Yep, the issue is indeed quota related. We write things to a temp file first before committing every rotateIntervalMs
or when we hit flush.size
. In this case, we fail to write to the tmp file due to reaching space quota. But, on rotateIntervalMs
, we still try to commit, resulting in zero size file being produced.
Unfortunately, I don't think the PR by @swathimocharla19 solves the root cause. I'm happy to review any PRs to fix the underlying issue though. Relevant lines are around here: https://github.com/confluentinc/kafka-connect-hdfs/blob/master/src/main/java/io/confluent/connect/hdfs/TopicPartitionWriter.java#L421
Hi, We have the same issue, but we have unlimited quota in HDFS. Am I right to assume that the current solution is to change the fileUtils.java as suggested by @swathimocharla19? If yes, can I please get some guidelines on how to do that?
Thanks, Yifat
Same issue here, we also have no quota defined for the directory we're writing to. Is it possible this might occur under different circumstances too?

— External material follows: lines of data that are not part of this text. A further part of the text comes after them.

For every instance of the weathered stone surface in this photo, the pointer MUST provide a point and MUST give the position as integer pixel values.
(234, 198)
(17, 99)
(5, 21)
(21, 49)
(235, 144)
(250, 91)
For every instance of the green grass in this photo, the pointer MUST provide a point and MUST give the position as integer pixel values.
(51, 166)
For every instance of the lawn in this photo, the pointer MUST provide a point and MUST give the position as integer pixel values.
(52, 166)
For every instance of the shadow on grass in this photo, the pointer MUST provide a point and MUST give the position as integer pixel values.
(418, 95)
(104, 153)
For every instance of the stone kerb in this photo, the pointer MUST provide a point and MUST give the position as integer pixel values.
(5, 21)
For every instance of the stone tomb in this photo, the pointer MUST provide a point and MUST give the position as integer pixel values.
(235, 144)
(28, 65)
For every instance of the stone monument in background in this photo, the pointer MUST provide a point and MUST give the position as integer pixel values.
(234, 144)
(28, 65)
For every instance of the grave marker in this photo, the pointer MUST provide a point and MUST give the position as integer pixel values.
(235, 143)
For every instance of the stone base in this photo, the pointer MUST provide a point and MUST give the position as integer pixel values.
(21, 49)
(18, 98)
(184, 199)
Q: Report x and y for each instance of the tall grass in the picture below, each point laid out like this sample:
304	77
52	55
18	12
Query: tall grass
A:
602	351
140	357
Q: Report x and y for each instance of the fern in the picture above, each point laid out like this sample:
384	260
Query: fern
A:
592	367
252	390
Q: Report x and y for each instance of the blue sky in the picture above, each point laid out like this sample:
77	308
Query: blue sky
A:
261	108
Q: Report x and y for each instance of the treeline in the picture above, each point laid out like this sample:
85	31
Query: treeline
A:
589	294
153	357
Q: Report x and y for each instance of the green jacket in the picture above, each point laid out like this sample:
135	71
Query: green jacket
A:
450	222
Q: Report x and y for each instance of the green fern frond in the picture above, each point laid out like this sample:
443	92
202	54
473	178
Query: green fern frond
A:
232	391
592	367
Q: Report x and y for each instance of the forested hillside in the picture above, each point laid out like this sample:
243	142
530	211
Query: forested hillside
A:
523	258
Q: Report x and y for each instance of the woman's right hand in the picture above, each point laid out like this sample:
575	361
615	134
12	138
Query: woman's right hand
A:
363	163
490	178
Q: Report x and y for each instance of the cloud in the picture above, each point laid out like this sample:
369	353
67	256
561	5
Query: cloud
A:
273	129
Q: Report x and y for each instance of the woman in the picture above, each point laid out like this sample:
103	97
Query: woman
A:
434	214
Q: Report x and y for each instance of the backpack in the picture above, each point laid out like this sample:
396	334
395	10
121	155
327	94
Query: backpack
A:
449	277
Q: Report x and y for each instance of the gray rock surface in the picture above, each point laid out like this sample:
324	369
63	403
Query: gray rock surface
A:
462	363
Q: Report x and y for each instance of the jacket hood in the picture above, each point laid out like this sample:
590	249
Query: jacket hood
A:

We've run into an issue where sometimes when Kafka HDFS connect is stopped for any reason, an empty parquet file is generated in HDFS. After the connect worker is started, the subsequent writes fail on HDFS as the worker tries to gather the schema from the latest available parquet file, based on its offsets (which is empty). This situation occurs when "schema.compatibility": "BACKWARD"